“Maradona es mufa”, “Del Potro es un pecho frío”, “Messi es catalán”, “Reutemann es un perdedor”, “Verón es un inglés”, “Sabatini es amarga”, “Tevez es un villero”, “Nalbandian es un gordo”, “Ortega es un borracho”.
Si alguien no se atreve a confesar que alguna vez dijo alguna de estas barbaridades, seguro puede confirmar que más de una vez las escuchó. El gen argentino, lamentablemente, parece fabricado para boicotear lo bueno.
Un pueblo que no se anima a plantarle cara a ninguno de los políticos que viven para jodernos la existencia es capaz de destruir a un tipo que se rompe el lomo laburando (sí, los entrenamientos de un deportista de elite son un flor de laburo, aunque no sea comparable con “levantar bolsas en el puerto”). Está todo bien con que los políticos se den la gran vida a costa del dinero, el esfuerzo y el tiempo del pueblo, pero está todo mal con los deportistas que compiten contra los mejores del planeta y un día les toca perder.
Acaba de terminar el partido de Del Potro y da igual lo que pueda pasar con Delbonis. Es mejor ganar la Copa Davis que no ganarla. Obvio. Hubiera sido mejor que Del Potro le ganara a Murray la final de los Juegos Olímpicos también. Obvio. Pero en una competencia se gana y se pierde. Y cuando no se puede ganar, la forma de perder también puede ser una satisfacción.
O podría serlo. O debería serlo. Pero no lo es. Porque en Argentina somos todos ganadores. Porque todos somos los mejores en lo que hacemos. Porque todos tomamos siempre las mejores decisiones. Porque jamás en la vida sentimos un miedito en el estómago que nos hace arrugar ante determinada situación. No. Somos todos perfectos.

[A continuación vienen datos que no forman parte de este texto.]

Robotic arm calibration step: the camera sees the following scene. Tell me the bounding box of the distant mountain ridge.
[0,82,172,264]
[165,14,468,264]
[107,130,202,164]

Y como somos todos perfectos nos damos el lujo de despreciar a deportistas (o a músicos, o a pintores, o a científicos, o a cineastas, etcétera) que nos dan mucho placer y nos ayudan a que la vida sea un poco más agradable.
Un día, un minuto o un segundo el Señor o la Señora que maneja el mundo (bastante mal, por cierto) debería ponernos en esos lugares; en una cancha de fútbol, en un court de tenis, en una pista, en una pileta o hasta en un banco de suplentes a dirigir a un equipo. Ese día, ese minuto o ese segundo tal vez nos permita darnos cuenta de que somos unos charlatanes, de que somos expertos en criticar al que se banca competir con millones de ojos presionando y millones de bocas listas para soltar cualquier disparate. Un día, sólo un día, estaría genial que se invirtieran los papeles. Para que los artistas se divirtieran viendo como los charlatanes se hacen pis encima.